И Крестовникову, и Витте нужна была не I Дума, а был нужен заем в Париже. Но Витте это понимал, а Крестовников не понимал. Однако достигнуть желаемой цели оказалось необычайно трудным.
Во-первых, проигрыш войны и революция страшно расшатали и уменьшили престиж и кредит русского правительства на западноевропейских биржах. Зимой и весной 1905—1906 гг. революция еще не была сломлена окончательно, несмотря на подавление московского восстания, усмирение прибалтийских губерний и т. д. В Европе ждали продолжения, причем слухи распространялись самые фантастические.
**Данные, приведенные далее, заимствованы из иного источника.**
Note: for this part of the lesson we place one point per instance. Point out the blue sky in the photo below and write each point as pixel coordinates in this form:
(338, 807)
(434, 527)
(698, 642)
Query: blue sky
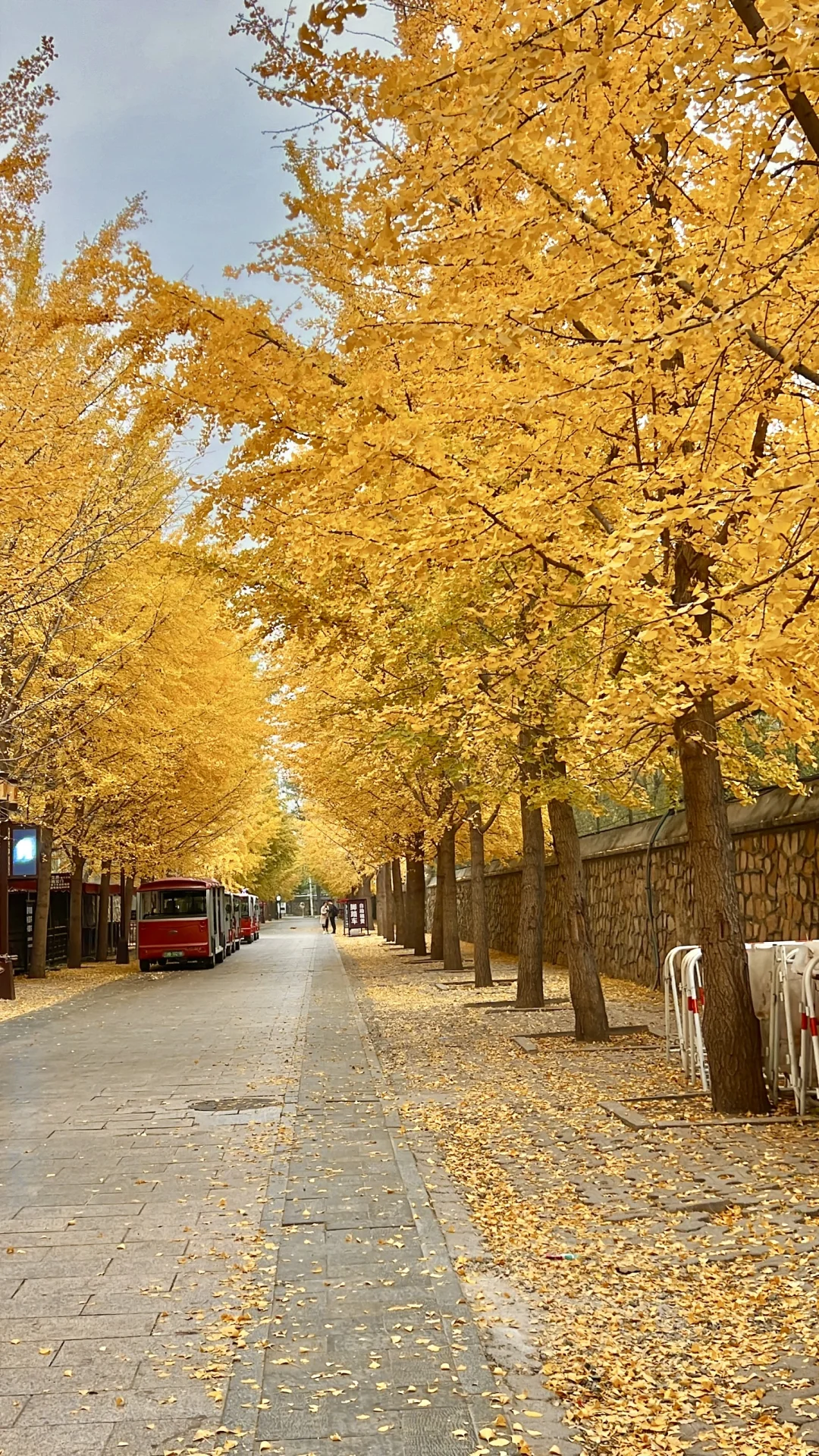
(152, 101)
Если бы даже не было других причин, то уже этой одной было бы достаточно, чтобы страшно затруднить всякую финансовую сделку с Россией. Во-вторых, немногие банкиры, которые были поздней осенью и в начале зимы запрошены (пока неофициально) и которые вообще соглашались со временем принять участие в займе, ставили условием ратификацию займа Думой, еще в большей степени во французских влиятельных политических сферах говорили о том, что разрешить реализацию русского займа во Франции можно, только если заем будет с согласия Думы (а Витте именно хотел обойтись без этого согласия). В-третьих, наконец, с самого начала русских займов во Франции никогда еще международное положение не внушало таких беспокойств, как в ранние месяцы 1906 г., шла Алжезирасская конференция держав по вопросу о Марокко.
Затеяв заем, Витте повел целый ряд рассчитанных действий, которые имели целью побороть все эти три трудности.
Центром сопротивления были в его глазах не только банкиры, а также и французское правительство. Требовалось добиться его формального разрешения на производство займа во Франции, когда такое разрешение состоится, сладить с недоверием и ‘пессимизмом’ банкиров всегда удастся. Это Витте со своим глубоким знанием парижской биржи мог учитывать безошибочно. Но как преодолеть сопротивление французского правительства? Что дело идет не о желании французов подкрепить позицию будущей Думы, а совсем о другом, это, впрочем, понял бы и несравненно менее проницательный человек, чем граф Витте, тем более что и Рувье, бывший первым министром, когда начались первые негоциации о займе, и сменивший его Саррьен, и министр финансов в кабинете Саррьена Раймон Пуанкаре, и влиятельнейший член кабинета Саррьена Жорж Клемансо (вскоре сменивший. Саррьена) не скрывали, чего они хотят от России.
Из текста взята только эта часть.